It's never too late to start accepting Roku (NASDAQ:ROKU) and Netflix (NASDAQ:NFLX) as the entertainment leaders of the new normal. KeyBanc analyst Justin Patterson is initiating coverage of the two streaming video powerhouses with bullish overweight ratings.
Roku and Netflix have naturally taken different approaches to cashing in on the streaming revolution. Netflix is the undisputed top dog when it comes to streaming services, with nearly 193 million paid memberships worldwide. No one else is even close when it comes to premium subscribers. Roku is the leading hub offering its users use to access thousands of apps -- including Netflix. It's the operating system of choice for smart-television manufacturers, and its rapidly expanding user base is up to 43 million accounts. They're both winning different games being played in the same arena, and that doesn't seem close to ending anytime soon.
Making your streams come true
Patterson feels both stocks offer plenty of upside at even today's heightened share prices. In Roku he sees new ads and the company's ad-supported channels driving stronger top-line growth than Wall Street's expecting. He sees fresh catalysts in the form of international expansion and the inevitable recovery of the ad market that has already held up better for the connected-TV industry. His new Street-high price target of $228 implies a gain of 45% from Monday's close.
His upside call for Netflix is slightly less ambitious. Patterson's price goal of $590 on Netflix is just 24% above where the shares are now, but he's still bullish on the service. He respects the pricing power of Netflix, as the platform has been able to push out four price increases in the U.S. since early 2014. The pandemic has not only sped up the migration process to streaming services in general, but Netflix in particular. Its leadership in over-the-top video is clear, and the path to long-term free cash flow growth is being set up nicely for Netflix.
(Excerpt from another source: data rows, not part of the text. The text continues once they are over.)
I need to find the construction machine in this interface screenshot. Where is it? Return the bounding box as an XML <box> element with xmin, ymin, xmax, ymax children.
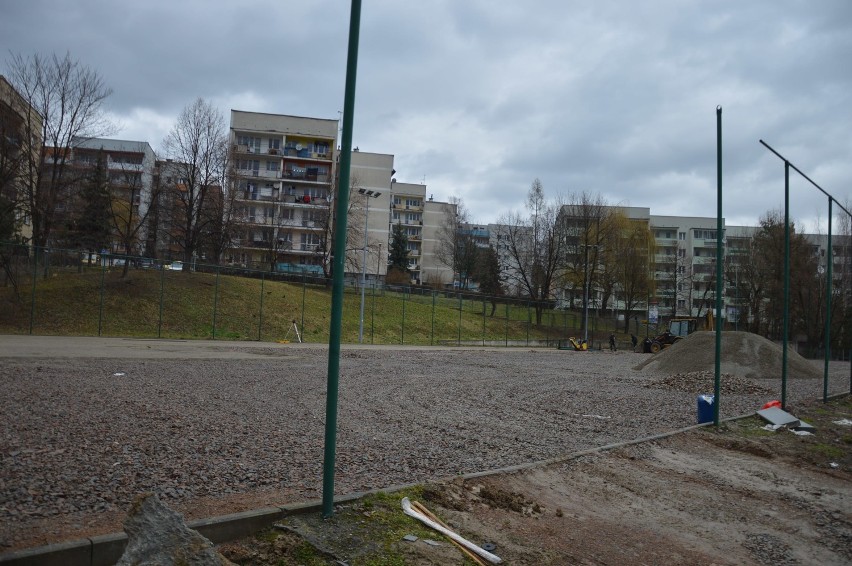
<box><xmin>644</xmin><ymin>312</ymin><xmax>713</xmax><ymax>354</ymax></box>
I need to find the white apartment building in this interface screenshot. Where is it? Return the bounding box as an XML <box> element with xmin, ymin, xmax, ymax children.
<box><xmin>227</xmin><ymin>110</ymin><xmax>338</xmax><ymax>274</ymax></box>
<box><xmin>347</xmin><ymin>150</ymin><xmax>453</xmax><ymax>286</ymax></box>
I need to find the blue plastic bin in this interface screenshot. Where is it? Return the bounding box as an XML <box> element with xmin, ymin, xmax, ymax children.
<box><xmin>698</xmin><ymin>394</ymin><xmax>714</xmax><ymax>424</ymax></box>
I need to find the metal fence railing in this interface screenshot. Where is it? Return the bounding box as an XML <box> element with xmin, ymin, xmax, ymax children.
<box><xmin>0</xmin><ymin>244</ymin><xmax>608</xmax><ymax>347</ymax></box>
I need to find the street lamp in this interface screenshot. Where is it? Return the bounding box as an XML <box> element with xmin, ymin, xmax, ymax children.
<box><xmin>358</xmin><ymin>189</ymin><xmax>382</xmax><ymax>344</ymax></box>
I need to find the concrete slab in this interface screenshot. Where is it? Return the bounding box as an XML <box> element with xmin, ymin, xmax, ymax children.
<box><xmin>757</xmin><ymin>407</ymin><xmax>799</xmax><ymax>428</ymax></box>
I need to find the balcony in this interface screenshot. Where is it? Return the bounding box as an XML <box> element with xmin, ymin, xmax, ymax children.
<box><xmin>280</xmin><ymin>171</ymin><xmax>330</xmax><ymax>184</ymax></box>
<box><xmin>242</xmin><ymin>191</ymin><xmax>278</xmax><ymax>202</ymax></box>
<box><xmin>281</xmin><ymin>147</ymin><xmax>331</xmax><ymax>161</ymax></box>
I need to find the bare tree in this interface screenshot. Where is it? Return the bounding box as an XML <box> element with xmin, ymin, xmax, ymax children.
<box><xmin>3</xmin><ymin>53</ymin><xmax>115</xmax><ymax>251</ymax></box>
<box><xmin>498</xmin><ymin>179</ymin><xmax>564</xmax><ymax>324</ymax></box>
<box><xmin>559</xmin><ymin>192</ymin><xmax>616</xmax><ymax>340</ymax></box>
<box><xmin>315</xmin><ymin>173</ymin><xmax>362</xmax><ymax>278</ymax></box>
<box><xmin>163</xmin><ymin>98</ymin><xmax>228</xmax><ymax>271</ymax></box>
<box><xmin>604</xmin><ymin>214</ymin><xmax>654</xmax><ymax>332</ymax></box>
<box><xmin>108</xmin><ymin>158</ymin><xmax>159</xmax><ymax>277</ymax></box>
<box><xmin>199</xmin><ymin>143</ymin><xmax>241</xmax><ymax>265</ymax></box>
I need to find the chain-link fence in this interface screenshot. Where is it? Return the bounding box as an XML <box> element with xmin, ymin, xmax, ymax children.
<box><xmin>0</xmin><ymin>244</ymin><xmax>629</xmax><ymax>348</ymax></box>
Both companies have naturally made the most of the shelter-in-place phase of the COVID-19 crisis, but these trends won't be reversed once we're out in the wild again. Folks have grown comfortable with the convenience of streaming content from home as well as the perpetually widening catalog of content. It's not a fluke. Most of the country's movie theaters are now open but we're still not going to the corner multiplex. Folks are still cutting the cord with cable and satellite TV subscriptions sliding despite collectively spending the past few months at home with little to do.
Netflix will win. Patterson's price targets suggest that Roku will win by even more, and that makes sense. Roku is smaller than Netflix -- and its moat may seem easier to penetrate or duplicate -- but it's also growing substantially faster. Roku's revenue rose 42% in its latest quarter, compared to Netflix with its 25% top-line increase.
It's not a competition between Netflix and Roku. You can own both, and since they're both among the market's best growth stocks it's probably not a bad strategy if you feel that streaming video will continue to expand on its popularity in the future. If you're spending more and more time streaming media it only makes sense that you should allocate more of your portfolio to the stocks leading the revolution.